However, storing the FE-bits independently on each device perturbs
the use of storage space, particularly the distribution of parity
and data in a RAID system with redundancy. Also, writing the data
blocks and the FE-bits independently requires extra I/Os to the
devices. Likewise, the FE-bit table 350 ultimately uses storage
space on media or requires a system where power may never fail, and
updating it independently requires additional overhead.
[0019] The present invention removes the need for the FE-bit table
350 and the portions 318, 328, 338 and 348 of devices 310, 320, 330
and 340 in FIG. 3A. Referring to FIG. 4A, a storage scheme of the
present invention is illustrated. A data block 400 is shown that
includes a data portion 410 and appended information 420. An
example of appended information 420 is a "Data Integrity Field"
("DIF") that includes a "Reference Tag" ("REF TAG"), usually a
"Virtual Block Address" ("VBA)" or a "Logical Block Address"
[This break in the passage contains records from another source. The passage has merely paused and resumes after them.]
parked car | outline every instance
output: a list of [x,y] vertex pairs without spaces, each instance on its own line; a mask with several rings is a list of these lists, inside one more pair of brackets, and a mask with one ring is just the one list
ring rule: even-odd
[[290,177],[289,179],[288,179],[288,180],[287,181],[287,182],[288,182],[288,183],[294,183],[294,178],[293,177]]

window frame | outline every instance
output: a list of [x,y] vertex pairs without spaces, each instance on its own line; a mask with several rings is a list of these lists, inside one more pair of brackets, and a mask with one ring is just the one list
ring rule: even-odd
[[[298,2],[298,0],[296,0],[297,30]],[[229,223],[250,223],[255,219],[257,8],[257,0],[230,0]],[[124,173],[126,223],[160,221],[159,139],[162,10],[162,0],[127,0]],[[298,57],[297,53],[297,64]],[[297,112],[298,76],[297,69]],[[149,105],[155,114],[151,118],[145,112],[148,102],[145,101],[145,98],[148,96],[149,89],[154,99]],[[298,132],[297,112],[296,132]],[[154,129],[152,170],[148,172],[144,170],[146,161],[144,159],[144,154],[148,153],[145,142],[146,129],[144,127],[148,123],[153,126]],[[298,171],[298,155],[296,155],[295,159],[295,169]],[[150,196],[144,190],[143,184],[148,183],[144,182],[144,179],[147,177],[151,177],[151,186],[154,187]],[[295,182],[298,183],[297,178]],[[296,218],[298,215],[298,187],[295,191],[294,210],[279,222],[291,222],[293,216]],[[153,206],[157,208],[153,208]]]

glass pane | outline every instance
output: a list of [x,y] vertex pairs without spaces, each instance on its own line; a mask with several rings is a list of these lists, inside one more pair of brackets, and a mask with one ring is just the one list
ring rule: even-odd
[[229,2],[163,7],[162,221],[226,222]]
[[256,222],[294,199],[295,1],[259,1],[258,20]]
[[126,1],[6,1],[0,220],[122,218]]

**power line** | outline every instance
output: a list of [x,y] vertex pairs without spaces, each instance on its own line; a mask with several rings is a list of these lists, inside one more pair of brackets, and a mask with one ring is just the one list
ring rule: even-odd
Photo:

("LBA"), portion 422, a "Metadata Tag" ("META TAG"), usually a
"Logical Unit ID" with other possible "metadata" flags, portion
424, and a check sum ("CHECK SUM") portion 426. Reference Tag
portion 422 contains information that identifies the logical or
virtual address for data portion 410. Check sum portion 426
contains information that is used to detect errors in data portion
410. Metadata Tag portion 424 contains additional portions 424A and
424B. Portion 424B can contain information about the device, such
as a device identifier ("Logical Unit ID"). Portion 424A, according
to the present invention, contains a "Data Reliability Qualifier"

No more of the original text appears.